The Dead Don’t Die

13/07/19

Jim Jarmusch’s mumblecore zombie movie, The Dead Don’t Die (or Dawn of the Deadpan, as I like to think of it) is typically understated, the somnolent residents of Centreville downplaying the impending apocalypse even as it overwhelms them.

Bill Murray is the small town’s chief cop, Cliff Robertson, cheerfully supported by officers Ronnie and Mindy (Adam Driver and Chloë Sevigny respectively). They’re an easy-going trio without much to tax them, apart from occasionally rebuking Hermit Bob (Tom Waits) for stealing Farmer Miller (Steve Buscemi)’s hens.

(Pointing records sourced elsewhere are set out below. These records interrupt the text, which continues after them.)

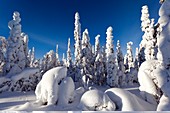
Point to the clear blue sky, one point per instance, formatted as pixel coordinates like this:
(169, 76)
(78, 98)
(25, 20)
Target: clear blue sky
(51, 22)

True, strange things are certainly afoot: fracking has caused the earth to tilt on its access, blurring the lines between day and night; phones don’t work and TVs stutter; pets are missing all over town. But no one pays these things much heed – they shake their heads and carry on, with no real concern for where it might all lead…

The metaphor is hardly subtle. We’re all sleepwalking towards our own destruction, tutting and frowning about climate change and the rise of the far right. Jarmusch’s version of middle America (and, by extension, most of the western world) is not far from reality.

The zombies here (including, marvellously, Iggy Pop) are never really frightening. They’re not too dissimilar from the townsfolk they want to eat: shuffling in pursuit of banal and transient aims. “Wifi!” they moan, “Sweets! Chardonnay! Coffee!” They want what we want, and they move among us – and we won’t know until too late just how dangerous they (we) are. Sure, they’re bloody and hungry and the images are visceral, but it’s all very low-key and unremarked upon. The townsfolk never think to band together, to coordinate a response against their own demise. (Like I said, it’s not subtle.)

Having read several lacklustre reviews, I wasn’t expecting much from this. But I find myself really enjoying it – even the inconsistent post-modernism – largely because of its lugubrious tone. Sure, there are issues: Zelda Winston (Tilda Swinton)’s story arc certainly jumps the shark (although Swinton is the luminous enigma you’d expect her to be) and the strand concerning three sweet inmates at the local juvenile detention centre leaves them, well… stranded. But it’s beautifully acted throughout, and – I think – a great addition to the zombie pantheon.